Sabato 16 Marzo 2019 17:12 di Redazione WebOggi.it

La città è sulle scalinate del teatro “Cilea” per urlare il  “no alla violenza” perché Maria Antonietta Rositani, giovane donna e mamma bruciata dal marito qualche giorno fa, ha pagato caro il prezzo della sua resistenza a tanto male.

C'era anche la figlia di Maria Antonietta a Reggio Calabria per questa catena umana di solidarietà promossa da Laura Bertullo, presidente della Commissione Pari opportunità della Città Metropolitana di Reggio Calabria. 

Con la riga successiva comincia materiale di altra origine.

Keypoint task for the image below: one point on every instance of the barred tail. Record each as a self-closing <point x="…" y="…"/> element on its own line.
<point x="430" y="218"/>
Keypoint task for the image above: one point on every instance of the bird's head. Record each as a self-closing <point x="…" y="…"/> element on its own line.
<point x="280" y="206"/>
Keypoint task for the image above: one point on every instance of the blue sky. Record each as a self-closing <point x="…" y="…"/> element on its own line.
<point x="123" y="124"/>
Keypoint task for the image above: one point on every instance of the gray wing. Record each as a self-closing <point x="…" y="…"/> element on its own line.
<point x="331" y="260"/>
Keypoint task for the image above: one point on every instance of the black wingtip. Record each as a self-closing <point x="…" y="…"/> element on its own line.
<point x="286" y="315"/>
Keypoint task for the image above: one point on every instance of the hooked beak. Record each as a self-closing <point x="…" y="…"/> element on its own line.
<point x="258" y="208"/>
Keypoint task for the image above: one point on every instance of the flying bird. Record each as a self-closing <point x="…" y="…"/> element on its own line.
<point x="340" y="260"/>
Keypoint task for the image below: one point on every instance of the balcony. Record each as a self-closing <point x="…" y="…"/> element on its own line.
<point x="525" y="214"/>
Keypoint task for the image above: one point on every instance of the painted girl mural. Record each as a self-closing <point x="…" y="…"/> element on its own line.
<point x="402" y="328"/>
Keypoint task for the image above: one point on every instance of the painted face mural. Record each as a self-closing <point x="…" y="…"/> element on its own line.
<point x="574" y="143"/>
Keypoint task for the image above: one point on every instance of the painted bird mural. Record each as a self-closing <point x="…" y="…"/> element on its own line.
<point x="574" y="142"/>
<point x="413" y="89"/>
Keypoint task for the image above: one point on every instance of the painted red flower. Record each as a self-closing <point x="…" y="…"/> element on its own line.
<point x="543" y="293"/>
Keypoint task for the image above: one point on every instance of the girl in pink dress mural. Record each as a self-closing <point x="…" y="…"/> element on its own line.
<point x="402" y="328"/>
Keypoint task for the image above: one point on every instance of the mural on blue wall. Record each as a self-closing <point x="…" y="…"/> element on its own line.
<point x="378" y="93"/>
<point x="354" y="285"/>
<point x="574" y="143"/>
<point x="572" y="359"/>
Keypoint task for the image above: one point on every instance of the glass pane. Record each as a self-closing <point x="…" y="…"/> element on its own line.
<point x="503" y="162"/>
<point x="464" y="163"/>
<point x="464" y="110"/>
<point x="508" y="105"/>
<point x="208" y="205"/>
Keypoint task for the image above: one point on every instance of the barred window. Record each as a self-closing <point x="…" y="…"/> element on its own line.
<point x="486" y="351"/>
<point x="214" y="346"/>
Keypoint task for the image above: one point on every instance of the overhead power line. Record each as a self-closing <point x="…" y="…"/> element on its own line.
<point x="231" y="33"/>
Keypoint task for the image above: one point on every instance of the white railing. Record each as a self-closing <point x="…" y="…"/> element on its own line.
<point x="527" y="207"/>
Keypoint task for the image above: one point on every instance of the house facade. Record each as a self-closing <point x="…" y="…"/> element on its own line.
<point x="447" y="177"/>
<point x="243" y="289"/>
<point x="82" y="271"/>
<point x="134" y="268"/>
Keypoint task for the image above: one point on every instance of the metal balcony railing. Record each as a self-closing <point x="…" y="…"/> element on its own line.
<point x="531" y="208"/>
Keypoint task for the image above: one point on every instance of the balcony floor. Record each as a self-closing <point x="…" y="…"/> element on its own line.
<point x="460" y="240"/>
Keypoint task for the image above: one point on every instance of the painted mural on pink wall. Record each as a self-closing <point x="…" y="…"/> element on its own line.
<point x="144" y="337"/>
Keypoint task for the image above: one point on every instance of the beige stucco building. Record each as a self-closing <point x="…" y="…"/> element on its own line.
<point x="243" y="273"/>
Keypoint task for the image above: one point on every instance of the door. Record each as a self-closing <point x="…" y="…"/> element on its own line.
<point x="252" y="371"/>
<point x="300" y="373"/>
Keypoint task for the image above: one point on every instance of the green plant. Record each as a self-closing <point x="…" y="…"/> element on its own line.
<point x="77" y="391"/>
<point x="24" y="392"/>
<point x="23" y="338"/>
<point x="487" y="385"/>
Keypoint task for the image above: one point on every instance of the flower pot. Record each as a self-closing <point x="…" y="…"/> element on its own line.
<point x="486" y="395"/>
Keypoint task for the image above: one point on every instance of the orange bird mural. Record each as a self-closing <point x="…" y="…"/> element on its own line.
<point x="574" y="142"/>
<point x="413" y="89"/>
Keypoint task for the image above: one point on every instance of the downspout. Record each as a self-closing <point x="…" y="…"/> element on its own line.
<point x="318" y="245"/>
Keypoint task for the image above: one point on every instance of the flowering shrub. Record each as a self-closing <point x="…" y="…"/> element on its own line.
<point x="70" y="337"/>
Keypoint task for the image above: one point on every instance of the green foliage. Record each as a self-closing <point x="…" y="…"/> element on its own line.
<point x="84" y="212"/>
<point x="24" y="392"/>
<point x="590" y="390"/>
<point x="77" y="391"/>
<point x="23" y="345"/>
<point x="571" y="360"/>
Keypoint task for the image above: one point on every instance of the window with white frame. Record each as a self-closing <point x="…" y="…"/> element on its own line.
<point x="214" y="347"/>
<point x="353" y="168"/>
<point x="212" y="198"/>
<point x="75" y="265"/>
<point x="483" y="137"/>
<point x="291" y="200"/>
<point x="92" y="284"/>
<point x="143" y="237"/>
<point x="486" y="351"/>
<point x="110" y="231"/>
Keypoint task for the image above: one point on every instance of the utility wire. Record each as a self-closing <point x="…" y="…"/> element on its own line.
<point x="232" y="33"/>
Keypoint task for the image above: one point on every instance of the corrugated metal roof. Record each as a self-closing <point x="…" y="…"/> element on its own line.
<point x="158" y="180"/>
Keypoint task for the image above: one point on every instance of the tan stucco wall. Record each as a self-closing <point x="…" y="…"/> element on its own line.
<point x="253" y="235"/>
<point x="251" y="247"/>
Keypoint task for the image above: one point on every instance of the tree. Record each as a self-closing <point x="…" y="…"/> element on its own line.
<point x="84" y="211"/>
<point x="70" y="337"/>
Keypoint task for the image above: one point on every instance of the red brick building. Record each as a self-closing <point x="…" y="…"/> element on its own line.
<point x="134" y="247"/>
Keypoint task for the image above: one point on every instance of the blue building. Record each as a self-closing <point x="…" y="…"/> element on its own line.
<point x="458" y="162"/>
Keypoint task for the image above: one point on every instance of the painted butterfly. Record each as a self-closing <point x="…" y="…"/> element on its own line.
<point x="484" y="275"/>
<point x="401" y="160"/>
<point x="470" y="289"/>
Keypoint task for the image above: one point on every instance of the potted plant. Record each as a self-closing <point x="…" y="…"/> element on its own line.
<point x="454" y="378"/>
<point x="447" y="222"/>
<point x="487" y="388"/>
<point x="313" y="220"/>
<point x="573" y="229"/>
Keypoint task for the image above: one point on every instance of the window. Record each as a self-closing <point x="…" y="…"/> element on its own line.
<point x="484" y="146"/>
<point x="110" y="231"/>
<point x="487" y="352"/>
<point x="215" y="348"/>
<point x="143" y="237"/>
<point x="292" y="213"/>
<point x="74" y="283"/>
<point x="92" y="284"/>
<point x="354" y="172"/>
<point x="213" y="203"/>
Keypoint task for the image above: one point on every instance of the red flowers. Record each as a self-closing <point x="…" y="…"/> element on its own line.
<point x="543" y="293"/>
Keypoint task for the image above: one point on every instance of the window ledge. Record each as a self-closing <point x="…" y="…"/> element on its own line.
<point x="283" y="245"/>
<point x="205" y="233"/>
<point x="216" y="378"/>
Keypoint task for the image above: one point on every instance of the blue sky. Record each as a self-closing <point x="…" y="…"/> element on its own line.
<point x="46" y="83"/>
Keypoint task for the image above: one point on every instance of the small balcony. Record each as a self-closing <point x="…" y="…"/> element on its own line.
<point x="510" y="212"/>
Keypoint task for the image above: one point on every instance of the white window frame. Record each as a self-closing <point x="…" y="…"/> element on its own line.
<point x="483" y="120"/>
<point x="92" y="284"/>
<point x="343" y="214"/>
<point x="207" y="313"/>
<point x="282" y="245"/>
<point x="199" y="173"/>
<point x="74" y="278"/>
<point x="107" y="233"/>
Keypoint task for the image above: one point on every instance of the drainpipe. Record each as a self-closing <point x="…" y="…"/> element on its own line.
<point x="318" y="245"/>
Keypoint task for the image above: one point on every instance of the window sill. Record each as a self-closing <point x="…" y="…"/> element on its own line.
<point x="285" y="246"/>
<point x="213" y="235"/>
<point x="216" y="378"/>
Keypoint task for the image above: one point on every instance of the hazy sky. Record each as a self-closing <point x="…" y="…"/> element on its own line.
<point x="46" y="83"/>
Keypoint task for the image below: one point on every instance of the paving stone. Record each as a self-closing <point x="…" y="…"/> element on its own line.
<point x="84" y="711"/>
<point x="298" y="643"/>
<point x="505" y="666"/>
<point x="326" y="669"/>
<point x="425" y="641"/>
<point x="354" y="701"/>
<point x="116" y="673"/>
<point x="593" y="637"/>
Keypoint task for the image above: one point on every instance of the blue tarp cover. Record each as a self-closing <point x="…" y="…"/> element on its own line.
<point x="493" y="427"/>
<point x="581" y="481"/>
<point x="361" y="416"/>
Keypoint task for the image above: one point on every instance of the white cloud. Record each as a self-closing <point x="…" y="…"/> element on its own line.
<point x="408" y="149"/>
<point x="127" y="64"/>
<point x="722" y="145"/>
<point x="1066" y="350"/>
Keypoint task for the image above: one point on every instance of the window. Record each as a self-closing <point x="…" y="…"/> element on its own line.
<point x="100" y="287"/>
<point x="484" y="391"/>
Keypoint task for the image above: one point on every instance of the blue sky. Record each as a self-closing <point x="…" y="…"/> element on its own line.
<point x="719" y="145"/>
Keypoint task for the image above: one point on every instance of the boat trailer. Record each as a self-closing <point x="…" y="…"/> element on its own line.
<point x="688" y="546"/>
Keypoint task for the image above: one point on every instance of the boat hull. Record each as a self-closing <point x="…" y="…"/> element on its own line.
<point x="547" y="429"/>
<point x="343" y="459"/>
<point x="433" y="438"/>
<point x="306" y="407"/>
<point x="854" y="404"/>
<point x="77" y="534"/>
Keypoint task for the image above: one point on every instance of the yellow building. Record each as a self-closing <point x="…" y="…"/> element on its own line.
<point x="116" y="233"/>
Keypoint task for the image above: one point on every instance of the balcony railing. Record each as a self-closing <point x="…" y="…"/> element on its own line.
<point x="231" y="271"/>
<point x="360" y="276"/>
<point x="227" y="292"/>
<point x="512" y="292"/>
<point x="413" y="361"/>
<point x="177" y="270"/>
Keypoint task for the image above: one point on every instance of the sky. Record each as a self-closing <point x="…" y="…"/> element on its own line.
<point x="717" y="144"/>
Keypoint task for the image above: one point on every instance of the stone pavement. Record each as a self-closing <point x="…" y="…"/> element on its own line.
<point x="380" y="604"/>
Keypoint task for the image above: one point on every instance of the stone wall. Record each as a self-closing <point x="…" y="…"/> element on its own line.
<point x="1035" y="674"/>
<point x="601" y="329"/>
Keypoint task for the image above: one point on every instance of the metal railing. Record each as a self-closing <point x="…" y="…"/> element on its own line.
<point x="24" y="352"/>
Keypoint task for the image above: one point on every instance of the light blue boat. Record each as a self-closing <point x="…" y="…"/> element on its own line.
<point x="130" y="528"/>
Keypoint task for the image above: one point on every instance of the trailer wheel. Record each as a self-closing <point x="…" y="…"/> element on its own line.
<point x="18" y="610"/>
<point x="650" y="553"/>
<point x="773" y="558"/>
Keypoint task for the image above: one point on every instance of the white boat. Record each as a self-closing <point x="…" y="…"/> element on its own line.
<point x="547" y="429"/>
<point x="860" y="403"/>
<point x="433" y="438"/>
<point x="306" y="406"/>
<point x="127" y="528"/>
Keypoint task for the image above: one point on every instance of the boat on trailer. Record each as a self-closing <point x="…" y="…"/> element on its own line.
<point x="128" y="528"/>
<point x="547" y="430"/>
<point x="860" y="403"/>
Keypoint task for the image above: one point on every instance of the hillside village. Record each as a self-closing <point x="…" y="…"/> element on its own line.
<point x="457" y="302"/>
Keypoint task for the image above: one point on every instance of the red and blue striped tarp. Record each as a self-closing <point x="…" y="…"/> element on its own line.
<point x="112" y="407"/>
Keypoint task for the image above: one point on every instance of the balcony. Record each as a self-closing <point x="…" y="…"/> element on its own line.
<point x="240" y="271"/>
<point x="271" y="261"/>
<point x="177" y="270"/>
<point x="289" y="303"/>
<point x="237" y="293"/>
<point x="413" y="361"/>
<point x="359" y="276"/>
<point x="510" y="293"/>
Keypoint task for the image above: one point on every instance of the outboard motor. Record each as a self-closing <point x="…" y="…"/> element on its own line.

Lo scopo era manifestare solidarietà alla donna ancora ricoverata al Centro Grandi Ustionati dell'Ospedale di Bari per le gravi ferite riportate dall'aggressione barbara del suo ex. 
    "Ve lo dico con il cuore in mano - ha detto la ragazza - al primo schiaffo dite di no. Non aspettate che arrivi il secondo o il terzo. La vicenda di mia madre non è la prima, e, purtroppo, non sarà l'ultima".
    Alla manifestazione che si è svolta sulla scalinata del teatro Cilea ha partecipato anche il sindaco Giuseppe Falcomatà.
    "Vedo tante donne e pochi uomini - ha detto - e questi messaggi prima li dovremmo lanciare a noi stessi. La nostra vicinanza è qui dico ad Antonietta, che, al suo ritorno, sarà sostenuta ed accompagnata dalle istituzioni".

Intanto rimangono le immagini di donne e di frasi che arrivano al cuore “Brucerete i nostri corpi ma non riuscirete mai a bruciare la nostra R-esistenza”campeggia su uno striscione e Valeria Rositani indossa sul petto una dichiarazione d’amore per Maria Antonietta: “le mie mani saranno le tue. Lotta sorella mia”.